Question

The x-coordinate of the center of the circle in the first quadrant (see figure) tangent to the lines $y = \frac{1}{2}x, y = 4$ and the x-axis is

• A. 4+2\sqrt{5}
• B. 4 + \frac{8\sqrt{5}}{5}
• C. 2 + \frac{6\sqrt{5}}{5}
• D. 8+2\sqrt{5}

Answer 1

Answer: (A)

4+2\sqrt{5}

Answer 2

Let the center of the circle be $(h, k)$ and its radius be $r$. Since the circle is tangent to the x-axis ($y=0$) and the line $y=4$, and it is in the first quadrant, the y-coordinate of its center must be exactly in the middle of these two lines, so $k = \frac{0+4}{2} = 2$. The radius of the circle is the distance from the center to the x-axis, so $r = k = 2$.

The center of the circle is $(h, 2)$ and its radius is $r=2$. The circle is also tangent to the line $y = \frac{1}{2}x$. We can rewrite this line in the general form $Ax + By + C = 0$ as $x - 2y = 0$. The distance from the center $(h, 2)$ to the line $x - 2y = 0$ must be equal to the radius $r=2$. The distance formula from a point $(x_0, y_0)$ to a line $Ax + By + C = 0$ is $\frac{|Ax_0 + By_0 + C|}{\sqrt{A^2 + B^2}}$. Here, $(x_0, y_0) = (h, 2)$, $A=1$, $B=-2$, and $C=0$. The distance is $\frac{|1 \cdot h - 2 \cdot 2 + 0|}{\sqrt{1^2 + (-2)^2}} = \frac{|h - 4|}{\sqrt{1+4}} = \frac{|h - 4|}{\sqrt{5}}$. Setting this distance equal to the radius $r=2$: $\frac{|h - 4|}{\sqrt{5}} = 2$ $|h - 4| = 2\sqrt{5}$

This equation gives two possible values for $h$:

1. $h - 4 = 2\sqrt{5} \implies h = 4 + 2\sqrt{5}$
2. $h - 4 = -2\sqrt{5} \implies h = 4 - 2\sqrt{5}$

Since the circle is in the first quadrant, its x-coordinate of the center, $h$, must be positive. $4 + 2\sqrt{5}$ is clearly positive.

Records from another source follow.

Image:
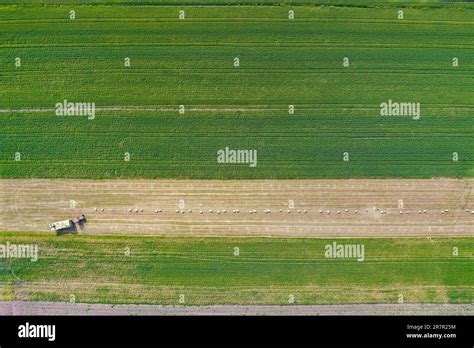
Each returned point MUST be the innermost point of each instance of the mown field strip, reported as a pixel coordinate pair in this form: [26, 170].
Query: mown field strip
[311, 208]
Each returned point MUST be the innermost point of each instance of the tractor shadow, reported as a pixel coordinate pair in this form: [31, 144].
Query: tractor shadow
[74, 229]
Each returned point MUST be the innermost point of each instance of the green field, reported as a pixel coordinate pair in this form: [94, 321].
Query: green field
[282, 62]
[267, 271]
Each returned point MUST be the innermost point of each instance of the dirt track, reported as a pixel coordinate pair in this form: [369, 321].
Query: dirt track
[62, 308]
[322, 208]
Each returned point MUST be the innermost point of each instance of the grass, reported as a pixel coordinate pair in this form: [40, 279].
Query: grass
[159, 269]
[283, 62]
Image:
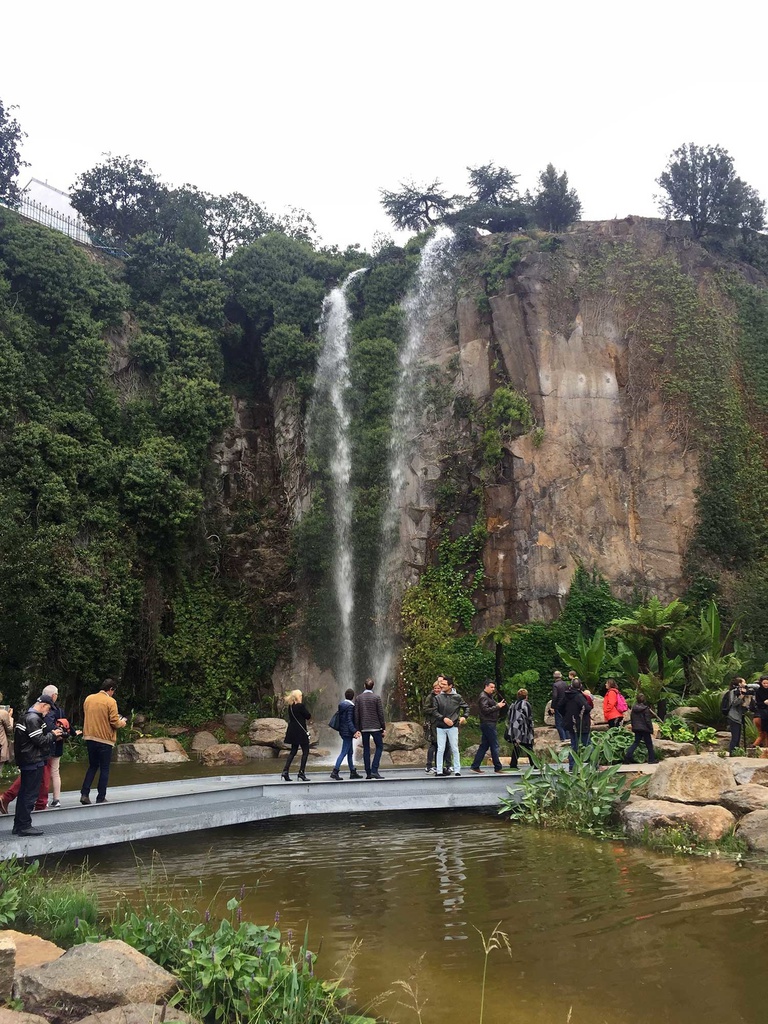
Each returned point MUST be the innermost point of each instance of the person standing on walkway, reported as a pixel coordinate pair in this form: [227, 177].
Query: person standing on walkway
[369, 720]
[641, 721]
[32, 747]
[429, 726]
[489, 710]
[347, 733]
[450, 712]
[297, 734]
[520, 728]
[100, 723]
[558, 690]
[738, 702]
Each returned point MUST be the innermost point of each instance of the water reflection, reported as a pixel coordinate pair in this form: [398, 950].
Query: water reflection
[615, 934]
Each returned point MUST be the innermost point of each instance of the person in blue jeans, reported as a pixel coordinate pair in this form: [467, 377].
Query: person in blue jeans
[489, 710]
[347, 733]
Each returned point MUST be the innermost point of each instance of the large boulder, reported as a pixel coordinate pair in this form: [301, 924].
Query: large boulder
[744, 799]
[138, 1013]
[753, 828]
[671, 749]
[267, 732]
[202, 740]
[710, 822]
[416, 757]
[151, 751]
[403, 736]
[691, 780]
[259, 753]
[223, 754]
[93, 977]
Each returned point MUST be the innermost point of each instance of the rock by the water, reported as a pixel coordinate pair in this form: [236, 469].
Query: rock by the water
[259, 753]
[753, 828]
[416, 757]
[93, 977]
[235, 722]
[138, 1013]
[403, 736]
[744, 799]
[223, 754]
[691, 780]
[202, 740]
[671, 749]
[710, 821]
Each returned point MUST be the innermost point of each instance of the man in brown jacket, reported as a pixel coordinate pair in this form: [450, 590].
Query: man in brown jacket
[100, 724]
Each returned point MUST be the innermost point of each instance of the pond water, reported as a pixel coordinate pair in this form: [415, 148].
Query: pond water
[600, 933]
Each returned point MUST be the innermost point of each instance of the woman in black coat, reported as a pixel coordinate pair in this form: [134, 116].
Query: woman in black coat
[297, 733]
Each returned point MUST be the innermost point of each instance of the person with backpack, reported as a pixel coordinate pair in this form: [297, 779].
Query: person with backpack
[614, 705]
[641, 720]
[520, 728]
[345, 727]
[738, 702]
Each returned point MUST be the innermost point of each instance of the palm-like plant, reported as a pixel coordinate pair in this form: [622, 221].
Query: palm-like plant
[588, 658]
[650, 624]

For $h = 4 - 2\sqrt{5}$, we know that $\sqrt{5} \approx 2.236$, so $2\sqrt{5} \approx 4.472$. Thus, $h \approx 4 - 4.472 = -0.472$, which is negative. Therefore, $h = 4 - 2\sqrt{5}$ is not a valid solution for a circle in the first quadrant. The only valid x-coordinate for the center is $h = 4 + 2\sqrt{5}$.